Though I am no expert in the varieties of children’s cries, it sounded like this must’ve been an over-tired cry. But the reason for his crying could have been what Shelley suggested when I told her this story. This was a medical clinic, and maybe the boy had been a patient. Maybe he’d had to get a shot, and the crying was less from pain than from anger that the doctor had poked him with a needle, and that mom had let it happen.
I do not have children myself, but I know that this is a moment where a parent’s patience and wisdom are truly tested. Here you have this crying kid, who keeps crying. He is causing restlessness amongst the nonfamily members in the room, who are courteously looking elsewhere. And all those nonfamily members are just waiting to see how mom handles this.
Well, here’s what she did. At first she just let him cry. She bought some things for the rest of the kids from the vending machine, because the four-year-old was in no mood to choose what he wanted. She didn’t go get him and bring him over to the machine to try to distract him. She seemed to feel that his anger and frustration needed to be dealt with another way.
And still the boy kept crying. And still mom waited. And it was so interesting to watch the other kids. They weren’t getting impatient, but instead they were calm.
And still the little boy cried. And then mom took him gently a little further away from us, and started talking softly to him. And this was a stubborn little guy. He still cried and fussed. But mom never raised her voice, she just kept talking. I couldn’t hear what she was saying.
And then she stepped back and said to him and the rest of the kids, “Okay, we’ve got to go. Let’s go.” And the little boy kind of flapped his hands against his jeans in frustration.
And then his big sister pointed at the vending machine and asked him, “What you want?” And mom came over to the vending machine, and the boy spent a little time making a selection, and took his item. And now he was calm.
Now, I am neither a parent nor an expert in parenting. But I do know that each of the older siblings had about them a calmness and a maturity which must’ve come from mom treating them in the same way. They had probably gone through their own times of fussiness and unreasonableness and over-tiredness, and maybe after being annoyed and frightened after being poked by a nurse’s needle.
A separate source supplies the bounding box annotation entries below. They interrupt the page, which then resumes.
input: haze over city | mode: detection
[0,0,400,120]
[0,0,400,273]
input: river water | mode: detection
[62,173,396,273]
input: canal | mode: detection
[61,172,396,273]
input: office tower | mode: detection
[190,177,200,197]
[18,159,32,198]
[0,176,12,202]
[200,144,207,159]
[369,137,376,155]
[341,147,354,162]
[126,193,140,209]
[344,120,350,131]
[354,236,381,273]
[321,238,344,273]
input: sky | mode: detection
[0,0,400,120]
And with them, mom had probably not raised her voice, but just talked gently and softly to them, taking the time to reason with them like real people.
I know there are many ways to raise children, but I was impressed by that family and by how serene they were in this crisis. Mom seemed to be treasuring her youngest son in a way that she had treasured her other kids in similar crises.
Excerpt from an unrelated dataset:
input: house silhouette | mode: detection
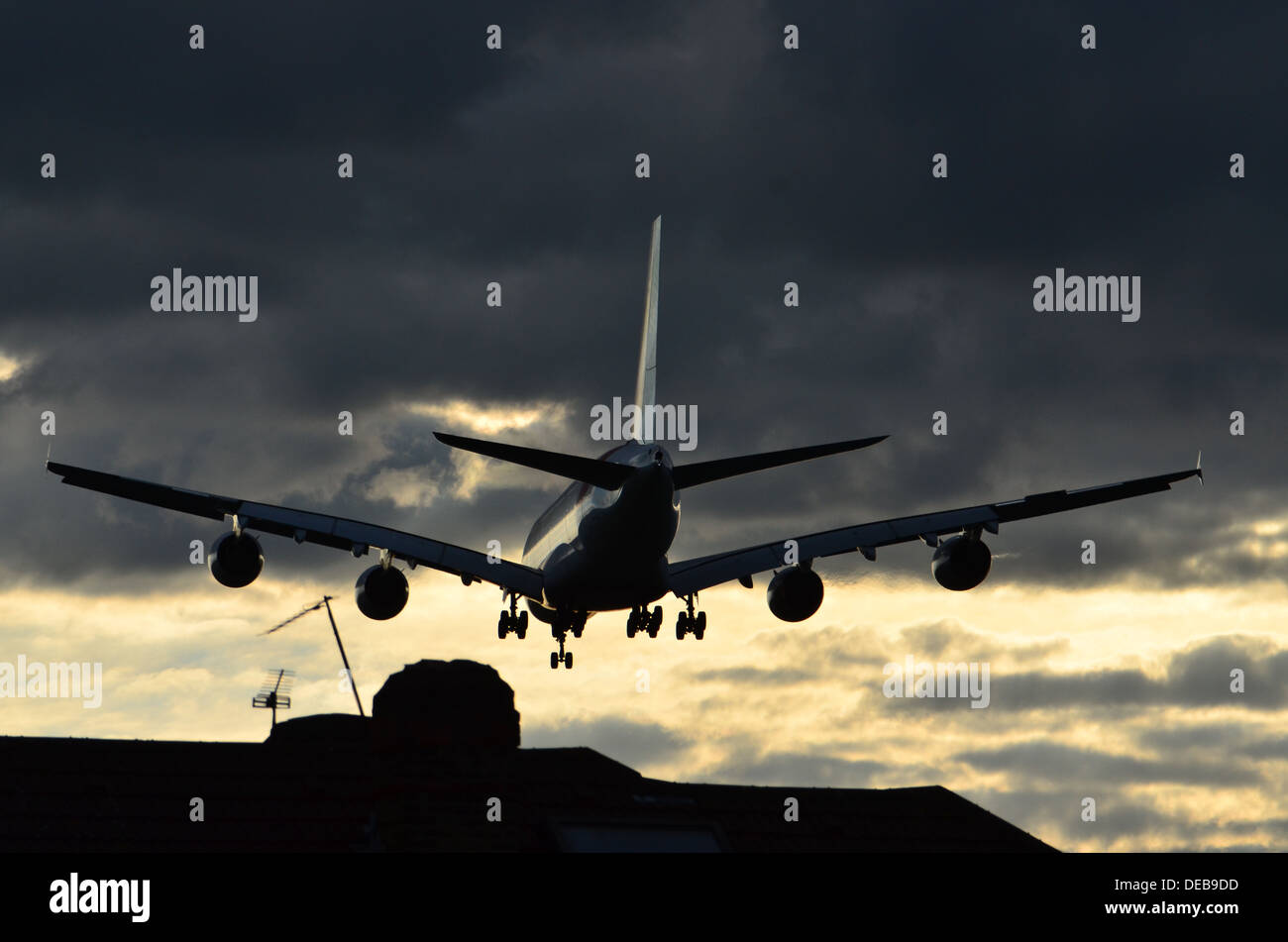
[0,660,1053,852]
And of course Jesus wants us to treasure people of all ages. He wants us to understand each other. How can we do this? We can do this by getting to know each other face-to-face. Stay for potluck when that happens. Linger across the tables and to talk to someone you don’t know, that you never met before. If it’s somebody from another culture, go right over to them, asked to sit down at their table, and find out who they are and where they came from.
Because the more we learn about people, the more we can understand when they think differently, and sometimes even act differently, than we are used to.
So how do I put Godlike love into action?
I need to humble myself like a child. I need to discover God’s hatred of sin. I need to treasure everyone the way God does.
Because that’s what Jesus did. Jesus was the perfect example of humility, and so is His heavenly Father. And so is the self-effacing Holy Spirit. And it was abundantly clear, to every person that Jesus walked up to, that Jesus loved them. The gospels say that Jesus loved the rich young ruler. Jesus loved the tempestuous “thunder boy” John, who finally sensed Jesus’ love and friendship. When Martha and Mary got word that Jesus about Lazarus’ sickness, they said “He whom you love is sick.” So Jesus always communicated love.
How about you? Would you like to resolve to communicate His love this week, that Godlike love that He told us to use?